NOTA-octreotide could be labeled rapidly and efficiently with (18)F using a 2-step, 1-pot method. The compound was stable in vivo and showed rapid accretion in somatostatin receptor subtype 2-expressing AR42J tumors in nude mice. This method can be used to label other NOTA-conjugated compounds with (18)F.
介绍一种基于(18)F-铝氟化物(Al(18)F)与 1,4,7-三氮杂环壬烷-1,4,7-三乙酸(NOTA)螯合的简便多肽标记方法。
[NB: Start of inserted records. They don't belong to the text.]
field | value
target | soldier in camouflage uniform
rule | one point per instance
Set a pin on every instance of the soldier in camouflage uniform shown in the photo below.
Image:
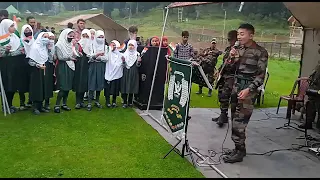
(225, 88)
(251, 61)
(313, 106)
(208, 60)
方法:采用两步一锅法,将奥曲肽与 NOTA 螯合,用(18)F 标记。优化了标记缓冲液、肽和铝浓度。测定放射性化学产率、比活度、体外稳定性和受体亲和力。在 AR42J 荷瘤小鼠中研究了(18)F-IMP466 的生物分布,并与(68)Ga 标记的 IMP466 进行了比较。此外,还进行了小动物 PET/CT 扫描。
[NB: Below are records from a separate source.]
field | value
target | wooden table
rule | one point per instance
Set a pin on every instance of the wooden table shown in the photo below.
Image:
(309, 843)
IMP466 以 50%的产率一步标记为 Al(18)F。标记产物通过高效液相色谱法进行纯化,以去除未结合的 Al(18)F 和未标记的肽。放射性标记,包括纯化,在 45 分钟内完成。比活度为 45000GBq/mmol,肽在 37°C 血清中 4 小时稳定。在柠檬酸钠、醋酸钠、4-(2-羟乙基)-1-哌嗪乙磺酸和 2-(吗啉代)乙磺酸缓冲液中,在 pH4.1 下进行标记,在醋酸钠缓冲液中最佳。在 AR42J 细胞上测定的(19)F 标记 IMP466 的 50%抑制浓度为 3.6nM。注射后 2 小时的生物分布研究表明,(18)F-IMP466 在肿瘤中的摄取率很高(28.3±5.2%注入剂量/克[ID/g];肿瘤与血液比,300±90),可被过量未标记的肽阻断(8.6±0.7%ID/g),表明肿瘤的积累是受体介导的。(68)Ga-IMP466 的生物分布与(18)F-IMP466 相似。(18)F-IMP466 在体内稳定,因为骨摄取仅为 0.4±0.2%ID/g,而游离 Al(18)F 在注射后 2 小时内迅速在骨骼中积累(36.9±5.0%ID/g)。小动物 PET/CT 扫描显示肿瘤轮廓清晰,肿瘤优先积聚。
采用两步一锅法,NOTA-奥曲肽可快速、高效地用(18)F 标记。该化合物在体内稳定,在裸鼠中表达生长抑素受体亚型 2 的 AR42J 肿瘤中迅速积聚。该方法可用于用(18)F 标记其他 NOTA 缀合化合物。